During the Carteret County Board of Education meeting Tuesday, Ms. Ehlers read a motion supporting the reinstatement of the freshman class, which was cut when the board voted June 2 to open with only sophomores and juniors for the 2020-21 academic year due to budget concerns.
Ms. Ehlers, the sole board member who voted against cutting freshmen in June, said, “I move that we empower the superintendent to make the necessary preparations and arrangements so as to facilitate the matriculation of a MaST Early College High School freshman class as soon as practicable in the upcoming 2020-21 school year.”
Her motion died due to a lack of a second.
Ms. Ehlers, during the meeting held via Zoom, pointed out that since the board voted in June, the state has allocated $200,000 for the school’s operation.
“That funding removes the stated impetus for this board’s June 2 vote to suspend the incoming freshman class,” she said. “The non-recurring nature of this funding is no different than the bulk of the state-allocated money which this county uses year in and year out to operate its incredible school system.”

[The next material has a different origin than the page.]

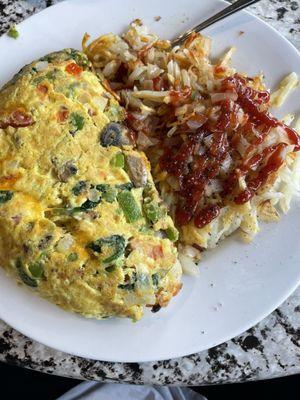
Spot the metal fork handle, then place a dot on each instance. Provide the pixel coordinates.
(233, 8)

Ms. Ehlers, who will leave the board in November after opting not to seek reelection, asked if members were planning to close the school after this year.

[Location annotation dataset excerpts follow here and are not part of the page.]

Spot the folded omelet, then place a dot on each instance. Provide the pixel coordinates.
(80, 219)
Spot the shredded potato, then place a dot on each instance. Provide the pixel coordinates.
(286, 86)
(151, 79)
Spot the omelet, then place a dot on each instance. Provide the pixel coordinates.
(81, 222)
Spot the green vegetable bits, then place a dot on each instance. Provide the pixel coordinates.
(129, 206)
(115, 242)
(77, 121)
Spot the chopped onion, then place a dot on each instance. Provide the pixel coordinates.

“I appeal to you not to close this school. Are you going to keep the school open?” Ms. Ehlers asked.
While not responding directly to her question, BOE Chairperson John McLean said, “I for one am not comfortable with one-time nonrecurring money.”

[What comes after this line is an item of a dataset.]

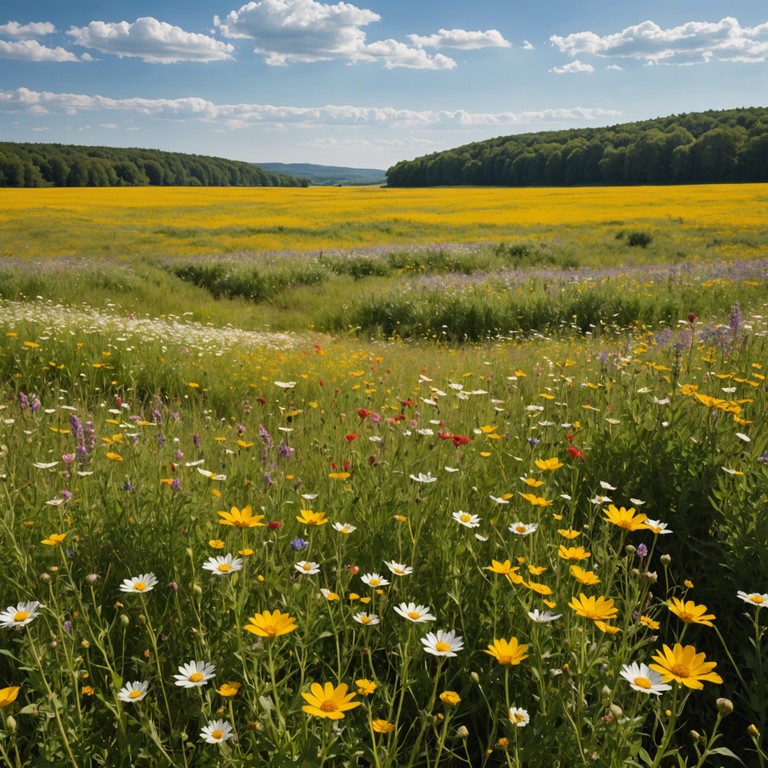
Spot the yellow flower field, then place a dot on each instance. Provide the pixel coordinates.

Ms. Ehlers then said the board should make more effort to support the school, which opened in 2018 on the campus of Carteret Community College and allows students to gain high school and college credits simultaneously. MaST opened with 50 freshmen, with original plans to add 50 new freshmen each year until the school reached 200 students in grades nine through 12.
After anticipated state funding never materialized last year, the board had voted to close the school, which set off a firestorm of protests from MaST parents and supporters. After parents filed legal action against the board, members agreed to keep the school open for the 2019-20 academic year.
Prior to Ms. Ehlers reading her motion Tuesday, county school system Finance Officer Kathy Carswell outlined the school’s budget for 2020-21. She said even with the $200,000 in state funding, the school would operate in 2020-21 with a $78,476 deficit. The deficit will be made up from the school system’s fund balance.
The school’s total budget for 2020-21 is $455,958. Of that, $245,958 comes from county commissioners, with $200,000 in state Cooperative Innovative High School funding and $10,000 in state textbook funding.
There will be four teachers in addition to a guidance counselor, clerical position, a part-time social worker and a new principal, Cory Johnson. He replaces former Principal DeAnne Rosen, who resigned in July to accept a position as curriculum coordinator at Tiller School, a charter school in Beaufort.
Since the meeting was broadcast on Zoom for the public, parents could only make public comment by emailing statements in by noon Tuesday. Two parents, Steve and Jaymie Kerstein, who had a rising freshmen scheduled to attend MaST, sent in comments supporting reinstating the freshman class, which were read during the meeting by Assistant Superintendent Blair Propst.
Following the meeting, Ms. Kerstein, in an email to the News-Times, expressed her disappointment at the board’s lack of action to reinstate freshmen.
“I feel the lack of action on Melissa’s motion speaks volumes on the rest of the board’s prejudice of MaST,” Ms. Kerstein said.
She further said the early college high school “provides a supportive yet firm environment for those students who might not otherwise attend college.
“These students are more likely to attend class, complete courses designed to prepare them for entering college, have fewer suspensions, earn more college credits, and graduate high school,” she continued. “As a result, many of those students do end up going on to college because their mindset has been changed from that of a typical high school kid, to that of a young adult who’s been prepared for the rigors of college.”